俺は体を守るために、床の上で丸くなって暴力の嵐に耐えるしかなかった。
「学園生活〜ミウの物語」でミウにいじめらてるマサヤの状態じゃねえか。
ついメタネタを話しちまったが許してくれ。
それくらい精神的に追い詰めらられていたんだ。

俺の背中はボロボロだ。制服がところどころ破けて血が出ちまってる。
他人事みたいに聞こえるかもしれないが、すげー痛い。
傷口をさらにえぐるように鞭がしなる。

なにせ皮が破けてるんだ。出血箇所に鞭がもう一度当たると

「ぎゃああああああああああ」

叫びたくなくても叫んでしまう。顔中に脂汗をかいている。

ちくしょう。抵抗できないんじゃ、収容所で
看守にいじめられてるのと変わらねえじゃねえか。
こうなったら……

「家具ぅぅぅぅ。

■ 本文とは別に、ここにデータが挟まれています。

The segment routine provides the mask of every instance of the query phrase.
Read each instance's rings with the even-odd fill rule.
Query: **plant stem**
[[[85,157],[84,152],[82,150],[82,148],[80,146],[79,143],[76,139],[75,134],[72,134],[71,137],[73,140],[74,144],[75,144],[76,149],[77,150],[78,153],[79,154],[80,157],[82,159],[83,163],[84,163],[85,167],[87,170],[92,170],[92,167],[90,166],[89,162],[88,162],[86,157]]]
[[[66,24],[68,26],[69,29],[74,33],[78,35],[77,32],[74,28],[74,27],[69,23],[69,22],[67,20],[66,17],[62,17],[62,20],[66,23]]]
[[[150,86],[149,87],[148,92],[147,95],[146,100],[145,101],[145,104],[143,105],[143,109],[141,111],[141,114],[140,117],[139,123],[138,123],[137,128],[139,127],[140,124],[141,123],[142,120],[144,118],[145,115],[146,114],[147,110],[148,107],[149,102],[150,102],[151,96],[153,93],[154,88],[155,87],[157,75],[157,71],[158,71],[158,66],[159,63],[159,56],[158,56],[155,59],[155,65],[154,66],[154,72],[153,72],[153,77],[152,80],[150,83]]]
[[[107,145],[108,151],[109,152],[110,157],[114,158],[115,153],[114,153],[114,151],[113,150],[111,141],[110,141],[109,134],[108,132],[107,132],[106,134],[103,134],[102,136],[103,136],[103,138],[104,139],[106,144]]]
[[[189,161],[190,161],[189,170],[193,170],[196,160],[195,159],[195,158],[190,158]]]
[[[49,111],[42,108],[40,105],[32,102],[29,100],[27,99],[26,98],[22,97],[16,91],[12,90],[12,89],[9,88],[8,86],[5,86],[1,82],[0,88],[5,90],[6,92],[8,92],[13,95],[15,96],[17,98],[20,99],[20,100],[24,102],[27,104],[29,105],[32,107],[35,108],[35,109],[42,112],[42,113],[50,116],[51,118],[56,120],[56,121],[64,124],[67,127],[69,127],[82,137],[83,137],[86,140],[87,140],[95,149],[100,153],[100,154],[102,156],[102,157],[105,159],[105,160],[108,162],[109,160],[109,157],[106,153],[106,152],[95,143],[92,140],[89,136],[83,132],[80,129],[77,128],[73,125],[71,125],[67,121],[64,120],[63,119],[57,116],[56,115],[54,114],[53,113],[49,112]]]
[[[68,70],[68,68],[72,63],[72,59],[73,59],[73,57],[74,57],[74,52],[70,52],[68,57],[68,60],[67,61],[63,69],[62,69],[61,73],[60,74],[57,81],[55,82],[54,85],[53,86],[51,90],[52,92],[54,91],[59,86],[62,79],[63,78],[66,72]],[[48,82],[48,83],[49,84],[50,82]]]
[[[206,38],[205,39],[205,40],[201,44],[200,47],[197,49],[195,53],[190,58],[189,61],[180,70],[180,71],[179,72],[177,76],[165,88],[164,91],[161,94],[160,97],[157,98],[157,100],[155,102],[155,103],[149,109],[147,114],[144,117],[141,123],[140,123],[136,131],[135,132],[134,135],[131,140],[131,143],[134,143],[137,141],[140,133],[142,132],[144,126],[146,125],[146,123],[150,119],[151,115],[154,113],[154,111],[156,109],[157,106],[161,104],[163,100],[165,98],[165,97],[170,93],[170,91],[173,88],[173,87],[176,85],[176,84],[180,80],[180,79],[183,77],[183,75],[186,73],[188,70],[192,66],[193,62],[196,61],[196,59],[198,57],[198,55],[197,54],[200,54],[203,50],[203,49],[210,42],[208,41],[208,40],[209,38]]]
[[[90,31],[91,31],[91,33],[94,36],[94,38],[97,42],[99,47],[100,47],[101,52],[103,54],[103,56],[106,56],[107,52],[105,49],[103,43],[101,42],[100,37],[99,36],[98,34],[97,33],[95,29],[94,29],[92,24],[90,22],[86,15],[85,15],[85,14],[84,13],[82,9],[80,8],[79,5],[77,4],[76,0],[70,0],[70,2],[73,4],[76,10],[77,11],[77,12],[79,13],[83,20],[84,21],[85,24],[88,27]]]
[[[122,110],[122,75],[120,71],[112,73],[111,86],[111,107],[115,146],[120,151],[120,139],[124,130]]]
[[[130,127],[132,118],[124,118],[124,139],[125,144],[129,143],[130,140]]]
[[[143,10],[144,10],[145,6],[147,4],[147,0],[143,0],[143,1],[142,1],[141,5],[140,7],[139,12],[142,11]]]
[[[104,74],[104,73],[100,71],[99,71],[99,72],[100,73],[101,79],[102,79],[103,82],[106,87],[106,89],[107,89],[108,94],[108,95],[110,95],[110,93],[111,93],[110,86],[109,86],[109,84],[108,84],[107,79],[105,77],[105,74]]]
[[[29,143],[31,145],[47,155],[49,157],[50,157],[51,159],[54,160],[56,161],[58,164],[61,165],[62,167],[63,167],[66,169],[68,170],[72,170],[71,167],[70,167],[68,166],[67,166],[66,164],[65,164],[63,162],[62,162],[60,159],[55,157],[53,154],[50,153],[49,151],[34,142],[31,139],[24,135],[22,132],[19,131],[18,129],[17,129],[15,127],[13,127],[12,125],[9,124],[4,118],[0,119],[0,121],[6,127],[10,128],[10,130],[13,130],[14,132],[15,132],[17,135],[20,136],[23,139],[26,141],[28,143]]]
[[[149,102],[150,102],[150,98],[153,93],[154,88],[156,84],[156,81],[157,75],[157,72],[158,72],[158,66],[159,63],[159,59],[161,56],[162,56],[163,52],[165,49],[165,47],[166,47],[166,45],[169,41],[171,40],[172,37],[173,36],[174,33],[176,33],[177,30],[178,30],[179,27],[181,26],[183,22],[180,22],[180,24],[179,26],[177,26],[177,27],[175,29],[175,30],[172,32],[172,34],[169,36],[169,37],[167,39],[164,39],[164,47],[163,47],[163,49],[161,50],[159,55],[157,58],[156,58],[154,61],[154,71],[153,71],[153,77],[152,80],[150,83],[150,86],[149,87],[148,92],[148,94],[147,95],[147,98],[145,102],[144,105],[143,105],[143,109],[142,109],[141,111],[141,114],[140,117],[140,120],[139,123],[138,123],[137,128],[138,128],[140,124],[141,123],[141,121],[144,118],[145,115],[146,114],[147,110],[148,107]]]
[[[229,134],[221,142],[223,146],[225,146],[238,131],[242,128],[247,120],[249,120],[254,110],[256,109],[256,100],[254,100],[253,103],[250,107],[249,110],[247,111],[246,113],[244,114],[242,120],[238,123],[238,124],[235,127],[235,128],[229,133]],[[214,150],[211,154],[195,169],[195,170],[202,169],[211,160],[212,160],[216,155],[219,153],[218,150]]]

助けてくれえええええ!!」

俺は「家具さん」の名前を読んでしまった。
家具とは、かぐや姫の別のあだ名だ。
別名久美子さんとも呼ばれる。

ニトリHDにぼろ負けし、経営状態が大赤字な
企業を連想させるが、つまりそういう苗字なんだろう。

彼女は一部の従業員から親しみを込めて
「家具さん」と呼ばれている。
だから俺もつい読んでしまうんだ。

当の家具屋さんちの姫さんは……

「……」

無反応。俺のことなど全く無視してタグ(値札)の束を検品してる。
他の従業員も同じだ。あれ…おかしいよね? 俺の姿、見えてますか?

なんでみんな普通に仕事ができるんだよ!!

「今日の仕置きはここまで。貴様は入社して日が浅いから勘弁してやる。
 傷口は止血しておけ。医務室の場所が分からぬのなら、
 適当な人間に案内を頼んでも構わん」

主任は鞭を掃除用具入れにしまってから去って行った。
手当の前にてめえを殺したいんだが。うん。いつか絶対に殺してやる。
この仕事を辞める前にな。つーか辞めてやるぞ。
でも勝手な理由で辞めたら銃殺刑になるんだっけか。